Other Non-Autoregressive Approaches
While FastSpeech is prominent, other NAR architectures exist:
- ParaNet: An early NAR model that used iterative refinement, generating a coarse spectrogram and then refining it.
- Glow-TTS: Leverages normalizing flows for alignment and parallel mel-spectrogram generation, offering an alternative mathematical framework.
- Parallel Tacotron: Explores iterative methods and attention mechanisms to distill knowledge from AR models for parallel decoding.
- VITS (Variational Inference with adversarial learning for end-to-end Speech Synthesis): A notable model that integrates parallel acoustic feature generation and waveform synthesis within a single VAE framework using adversarial training and stochastic duration prediction. While VITS is end-to-end (text-to-waveform), its acoustic generation part shares principles with NAR models discussed here.
Advantages and Disadvantages of NAR Models
Advantages:
- Inference Speed: The primary benefit. Parallel generation enables orders-of-magnitude faster synthesis compared to AR models, making them ideal for low-latency applications.
- Robustness: Less susceptible to repetition or skipping errors that can plague autoregressive models during long-form synthesis, as each part is generated more independently.
- Controllability: Explicit duration prediction allows direct manipulation of speech tempo. Variance predictors (as in FastSpeech 2) offer control over pitch and energy.
Disadvantages:
- Quality Dependence on Duration/Variance Prediction: The overall naturalness heavily relies on the accuracy of the duration, pitch, and energy predictors. Errors in these predictions can lead to unnatural rhythm, pitch contours, or volume variations. This remains an active area of research.
- Data Requirements: Accurate duration/variance targets are essential for training.

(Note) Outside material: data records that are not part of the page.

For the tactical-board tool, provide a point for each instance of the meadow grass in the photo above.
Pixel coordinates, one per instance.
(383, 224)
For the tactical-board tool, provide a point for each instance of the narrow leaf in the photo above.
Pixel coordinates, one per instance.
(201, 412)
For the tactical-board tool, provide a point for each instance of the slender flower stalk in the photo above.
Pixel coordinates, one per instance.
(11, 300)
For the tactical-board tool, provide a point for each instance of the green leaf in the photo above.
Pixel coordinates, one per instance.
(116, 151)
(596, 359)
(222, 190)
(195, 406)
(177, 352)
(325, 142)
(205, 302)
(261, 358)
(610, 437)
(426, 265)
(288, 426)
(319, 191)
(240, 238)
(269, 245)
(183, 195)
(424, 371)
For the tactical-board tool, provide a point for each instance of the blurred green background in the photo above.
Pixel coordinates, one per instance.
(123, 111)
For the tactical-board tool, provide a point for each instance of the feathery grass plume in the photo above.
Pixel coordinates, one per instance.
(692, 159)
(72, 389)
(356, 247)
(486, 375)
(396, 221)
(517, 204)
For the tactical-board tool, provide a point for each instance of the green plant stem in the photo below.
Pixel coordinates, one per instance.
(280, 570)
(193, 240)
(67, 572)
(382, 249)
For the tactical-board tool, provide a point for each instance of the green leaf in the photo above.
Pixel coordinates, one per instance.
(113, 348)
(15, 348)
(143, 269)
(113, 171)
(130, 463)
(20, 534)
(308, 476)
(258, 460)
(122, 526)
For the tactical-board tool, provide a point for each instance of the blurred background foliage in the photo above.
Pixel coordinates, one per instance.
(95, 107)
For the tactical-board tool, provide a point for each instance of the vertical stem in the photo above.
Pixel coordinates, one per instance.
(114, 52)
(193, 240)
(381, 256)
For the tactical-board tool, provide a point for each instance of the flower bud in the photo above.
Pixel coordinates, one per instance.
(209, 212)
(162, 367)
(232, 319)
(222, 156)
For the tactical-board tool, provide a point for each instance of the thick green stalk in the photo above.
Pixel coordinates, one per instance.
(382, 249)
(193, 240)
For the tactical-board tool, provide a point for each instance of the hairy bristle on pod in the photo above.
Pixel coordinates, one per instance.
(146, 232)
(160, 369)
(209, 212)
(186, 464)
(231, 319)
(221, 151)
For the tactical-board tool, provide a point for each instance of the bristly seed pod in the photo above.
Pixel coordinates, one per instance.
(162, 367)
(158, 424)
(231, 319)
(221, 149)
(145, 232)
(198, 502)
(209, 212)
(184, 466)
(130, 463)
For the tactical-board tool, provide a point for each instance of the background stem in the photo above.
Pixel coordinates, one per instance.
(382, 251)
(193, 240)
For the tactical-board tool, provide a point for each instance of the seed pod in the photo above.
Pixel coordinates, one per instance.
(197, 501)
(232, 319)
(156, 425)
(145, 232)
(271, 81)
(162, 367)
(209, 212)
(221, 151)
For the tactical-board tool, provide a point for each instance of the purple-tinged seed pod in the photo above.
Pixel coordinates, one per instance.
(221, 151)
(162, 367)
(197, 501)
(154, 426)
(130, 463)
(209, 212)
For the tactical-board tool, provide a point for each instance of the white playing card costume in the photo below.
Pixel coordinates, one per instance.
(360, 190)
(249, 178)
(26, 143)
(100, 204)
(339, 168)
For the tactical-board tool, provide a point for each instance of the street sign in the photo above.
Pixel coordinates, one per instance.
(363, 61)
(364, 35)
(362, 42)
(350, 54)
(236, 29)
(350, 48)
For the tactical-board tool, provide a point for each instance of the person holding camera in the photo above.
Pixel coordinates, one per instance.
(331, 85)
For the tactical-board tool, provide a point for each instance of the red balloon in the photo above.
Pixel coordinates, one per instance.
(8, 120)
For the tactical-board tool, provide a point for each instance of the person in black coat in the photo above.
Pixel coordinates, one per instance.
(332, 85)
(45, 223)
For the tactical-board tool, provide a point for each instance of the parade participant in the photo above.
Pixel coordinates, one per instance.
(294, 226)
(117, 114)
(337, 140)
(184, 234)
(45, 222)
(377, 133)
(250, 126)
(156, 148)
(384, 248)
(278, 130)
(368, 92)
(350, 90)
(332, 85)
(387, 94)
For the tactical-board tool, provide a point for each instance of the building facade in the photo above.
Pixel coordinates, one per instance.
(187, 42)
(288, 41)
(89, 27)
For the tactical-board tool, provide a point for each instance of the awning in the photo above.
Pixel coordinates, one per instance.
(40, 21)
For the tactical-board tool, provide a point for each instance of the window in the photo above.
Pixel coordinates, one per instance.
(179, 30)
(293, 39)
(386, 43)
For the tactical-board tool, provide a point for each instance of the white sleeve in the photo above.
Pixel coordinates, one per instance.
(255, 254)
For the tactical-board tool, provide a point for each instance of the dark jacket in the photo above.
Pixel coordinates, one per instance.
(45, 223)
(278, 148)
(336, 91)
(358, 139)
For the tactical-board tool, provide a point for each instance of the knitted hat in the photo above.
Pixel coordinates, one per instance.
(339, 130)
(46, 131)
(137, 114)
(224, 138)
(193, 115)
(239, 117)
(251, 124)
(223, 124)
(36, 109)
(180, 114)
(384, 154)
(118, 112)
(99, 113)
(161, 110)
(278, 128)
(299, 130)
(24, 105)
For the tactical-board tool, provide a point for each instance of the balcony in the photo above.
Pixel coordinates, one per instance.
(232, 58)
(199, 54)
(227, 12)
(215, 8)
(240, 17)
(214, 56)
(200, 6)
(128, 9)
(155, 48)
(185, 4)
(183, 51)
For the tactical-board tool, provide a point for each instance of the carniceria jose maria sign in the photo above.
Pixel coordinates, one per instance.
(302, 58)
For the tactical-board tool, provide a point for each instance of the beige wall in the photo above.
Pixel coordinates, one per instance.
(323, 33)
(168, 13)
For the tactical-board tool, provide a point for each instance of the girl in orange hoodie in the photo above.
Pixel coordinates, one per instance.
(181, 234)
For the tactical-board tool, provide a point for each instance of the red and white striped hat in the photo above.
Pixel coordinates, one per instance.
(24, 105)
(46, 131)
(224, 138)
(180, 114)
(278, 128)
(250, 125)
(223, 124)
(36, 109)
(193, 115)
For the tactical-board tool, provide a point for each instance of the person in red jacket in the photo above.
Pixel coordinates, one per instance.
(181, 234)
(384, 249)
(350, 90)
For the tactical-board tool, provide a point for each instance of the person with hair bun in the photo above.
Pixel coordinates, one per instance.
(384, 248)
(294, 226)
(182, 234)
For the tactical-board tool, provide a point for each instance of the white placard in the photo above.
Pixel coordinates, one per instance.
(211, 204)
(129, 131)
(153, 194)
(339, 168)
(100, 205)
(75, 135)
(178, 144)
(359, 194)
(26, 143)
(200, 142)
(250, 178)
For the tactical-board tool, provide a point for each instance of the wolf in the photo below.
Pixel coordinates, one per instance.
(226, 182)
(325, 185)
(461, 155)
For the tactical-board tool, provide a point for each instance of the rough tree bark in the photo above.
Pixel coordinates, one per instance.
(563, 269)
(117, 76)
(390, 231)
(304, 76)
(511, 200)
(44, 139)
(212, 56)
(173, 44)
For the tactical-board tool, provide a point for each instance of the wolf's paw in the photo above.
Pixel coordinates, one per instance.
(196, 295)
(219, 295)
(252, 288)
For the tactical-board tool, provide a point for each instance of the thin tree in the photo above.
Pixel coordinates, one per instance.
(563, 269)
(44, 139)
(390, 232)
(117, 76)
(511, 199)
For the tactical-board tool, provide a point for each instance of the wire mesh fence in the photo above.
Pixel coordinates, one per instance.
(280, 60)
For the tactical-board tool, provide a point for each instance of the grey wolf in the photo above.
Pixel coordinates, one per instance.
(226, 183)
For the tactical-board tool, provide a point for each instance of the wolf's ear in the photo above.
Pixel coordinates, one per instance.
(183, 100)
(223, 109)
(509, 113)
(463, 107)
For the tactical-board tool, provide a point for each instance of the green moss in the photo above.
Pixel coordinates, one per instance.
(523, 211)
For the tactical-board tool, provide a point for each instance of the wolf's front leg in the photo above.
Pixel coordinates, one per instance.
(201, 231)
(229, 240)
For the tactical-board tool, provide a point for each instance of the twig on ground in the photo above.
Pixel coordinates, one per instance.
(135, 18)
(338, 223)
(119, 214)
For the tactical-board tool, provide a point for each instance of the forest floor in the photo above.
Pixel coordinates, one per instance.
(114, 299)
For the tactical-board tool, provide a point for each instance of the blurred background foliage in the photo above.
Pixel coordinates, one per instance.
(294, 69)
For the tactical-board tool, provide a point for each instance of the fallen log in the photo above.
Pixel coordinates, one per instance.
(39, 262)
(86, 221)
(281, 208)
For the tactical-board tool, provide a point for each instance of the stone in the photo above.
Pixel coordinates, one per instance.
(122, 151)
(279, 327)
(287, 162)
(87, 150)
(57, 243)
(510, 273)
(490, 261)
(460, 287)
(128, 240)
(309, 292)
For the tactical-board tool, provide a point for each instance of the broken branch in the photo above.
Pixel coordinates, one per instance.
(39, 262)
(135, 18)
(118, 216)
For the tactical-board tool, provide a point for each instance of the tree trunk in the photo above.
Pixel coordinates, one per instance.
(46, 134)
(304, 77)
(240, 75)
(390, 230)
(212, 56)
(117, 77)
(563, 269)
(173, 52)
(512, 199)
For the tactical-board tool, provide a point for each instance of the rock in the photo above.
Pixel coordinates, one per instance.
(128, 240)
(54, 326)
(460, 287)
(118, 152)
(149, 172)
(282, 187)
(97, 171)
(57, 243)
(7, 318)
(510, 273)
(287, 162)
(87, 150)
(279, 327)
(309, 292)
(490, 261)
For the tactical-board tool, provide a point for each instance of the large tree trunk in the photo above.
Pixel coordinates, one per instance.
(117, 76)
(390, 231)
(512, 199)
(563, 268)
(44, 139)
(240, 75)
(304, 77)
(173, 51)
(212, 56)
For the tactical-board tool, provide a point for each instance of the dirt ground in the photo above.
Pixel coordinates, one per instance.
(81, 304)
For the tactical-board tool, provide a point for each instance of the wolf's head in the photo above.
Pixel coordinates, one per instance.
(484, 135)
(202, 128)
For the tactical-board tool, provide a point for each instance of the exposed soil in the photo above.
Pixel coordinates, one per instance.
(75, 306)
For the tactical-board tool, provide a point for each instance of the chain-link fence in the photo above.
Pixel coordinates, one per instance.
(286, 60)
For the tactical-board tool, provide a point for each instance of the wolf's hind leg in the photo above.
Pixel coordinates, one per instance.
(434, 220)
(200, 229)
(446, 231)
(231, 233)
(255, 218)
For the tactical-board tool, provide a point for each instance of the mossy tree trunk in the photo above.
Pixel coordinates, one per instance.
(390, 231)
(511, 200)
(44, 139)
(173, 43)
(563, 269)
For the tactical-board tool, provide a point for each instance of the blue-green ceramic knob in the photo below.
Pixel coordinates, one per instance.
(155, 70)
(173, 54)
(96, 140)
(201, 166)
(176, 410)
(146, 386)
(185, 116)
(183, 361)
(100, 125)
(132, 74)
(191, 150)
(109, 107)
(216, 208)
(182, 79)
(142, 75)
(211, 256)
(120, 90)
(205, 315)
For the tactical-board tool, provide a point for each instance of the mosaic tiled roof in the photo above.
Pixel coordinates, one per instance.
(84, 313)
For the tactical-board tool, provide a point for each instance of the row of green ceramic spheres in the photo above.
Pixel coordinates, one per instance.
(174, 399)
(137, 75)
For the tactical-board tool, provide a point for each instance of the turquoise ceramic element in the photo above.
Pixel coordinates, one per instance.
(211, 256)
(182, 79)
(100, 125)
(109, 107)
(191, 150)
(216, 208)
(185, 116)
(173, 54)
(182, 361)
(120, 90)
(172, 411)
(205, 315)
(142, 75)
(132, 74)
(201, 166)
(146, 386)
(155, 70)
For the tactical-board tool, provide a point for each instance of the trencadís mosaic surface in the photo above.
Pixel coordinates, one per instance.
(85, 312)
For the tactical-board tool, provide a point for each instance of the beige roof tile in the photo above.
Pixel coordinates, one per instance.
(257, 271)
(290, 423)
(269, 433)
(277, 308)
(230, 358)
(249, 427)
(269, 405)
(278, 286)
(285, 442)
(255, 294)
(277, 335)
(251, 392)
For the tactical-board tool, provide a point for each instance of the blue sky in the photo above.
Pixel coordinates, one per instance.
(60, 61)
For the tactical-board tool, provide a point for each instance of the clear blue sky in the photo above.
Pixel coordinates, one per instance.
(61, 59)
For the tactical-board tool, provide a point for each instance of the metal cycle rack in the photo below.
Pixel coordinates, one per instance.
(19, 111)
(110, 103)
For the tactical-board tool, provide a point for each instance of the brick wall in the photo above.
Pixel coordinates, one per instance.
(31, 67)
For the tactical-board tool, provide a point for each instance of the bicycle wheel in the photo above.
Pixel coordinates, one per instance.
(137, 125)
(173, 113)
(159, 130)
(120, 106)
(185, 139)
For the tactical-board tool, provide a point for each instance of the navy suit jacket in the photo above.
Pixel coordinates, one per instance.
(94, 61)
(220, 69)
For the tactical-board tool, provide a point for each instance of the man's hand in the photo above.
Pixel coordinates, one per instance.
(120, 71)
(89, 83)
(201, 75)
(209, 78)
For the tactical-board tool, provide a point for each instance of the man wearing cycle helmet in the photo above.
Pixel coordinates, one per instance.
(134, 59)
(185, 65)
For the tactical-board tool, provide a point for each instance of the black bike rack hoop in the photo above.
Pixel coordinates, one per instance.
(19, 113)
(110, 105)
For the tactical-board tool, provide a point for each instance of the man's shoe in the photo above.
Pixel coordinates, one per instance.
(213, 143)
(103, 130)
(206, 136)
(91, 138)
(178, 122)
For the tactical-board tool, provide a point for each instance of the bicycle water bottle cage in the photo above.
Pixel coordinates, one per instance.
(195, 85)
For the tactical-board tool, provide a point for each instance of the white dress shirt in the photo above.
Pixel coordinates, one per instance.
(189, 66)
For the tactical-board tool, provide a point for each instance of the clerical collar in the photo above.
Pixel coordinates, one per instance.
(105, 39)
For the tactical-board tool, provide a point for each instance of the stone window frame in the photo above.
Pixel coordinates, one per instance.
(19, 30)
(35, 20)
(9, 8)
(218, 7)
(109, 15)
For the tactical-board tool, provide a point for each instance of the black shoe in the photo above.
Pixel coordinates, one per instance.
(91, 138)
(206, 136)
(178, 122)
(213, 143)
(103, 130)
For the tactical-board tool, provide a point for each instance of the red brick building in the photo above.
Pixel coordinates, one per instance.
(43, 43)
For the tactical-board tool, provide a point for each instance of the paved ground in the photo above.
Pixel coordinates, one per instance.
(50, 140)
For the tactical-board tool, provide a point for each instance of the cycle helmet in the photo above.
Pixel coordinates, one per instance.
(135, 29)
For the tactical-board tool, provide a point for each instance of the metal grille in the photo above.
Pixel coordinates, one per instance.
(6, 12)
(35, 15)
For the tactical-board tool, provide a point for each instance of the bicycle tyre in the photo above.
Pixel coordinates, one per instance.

This necessitates either reliable alignment tools or high-quality teacher models.
- Potential for Monotony (addressed by variance predictors): Without mechanisms like variance adaptors, basic NAR models can sometimes produce flatter, less expressive speech than the best AR models due to the difficulty in modeling complex prosodic dependencies in parallel.
Implementation Considerations
When implementing or training NAR TTS models:
- Alignment Quality: Ensure the method for obtaining target durations (teacher model alignment, external aligner) is accurate and robust. Misalignments are a common source of poor quality.
- Predictor Architectures: Experiment with different architectures (e.g., CNNs, Transformers) for the duration and variance predictors. Regularization (like dropout) is often important.
- Loss Functions: L1 or L2 (MSE) losses are standard for spectrograms and variance features. Consider appropriate weighting if combining multiple losses.
- Input Representation: Phonemes generally yield better results than characters due to a more consistent mapping to pronunciation.
Non-autoregressive acoustic models represent a crucial development in TTS, trading the sequential dependency of autoregressive models for massive gains in inference speed. While early models faced quality challenges, techniques like explicit duration prediction and variance adaptation (as seen in FastSpeech 2) have significantly narrowed the gap, making NAR TTS a highly viable and often preferred approach for many real-world speech synthesis applications. The next chapter will explore how the generated mel-spectrograms, whether from AR or NAR models, are converted into audible waveforms using neural vocoders.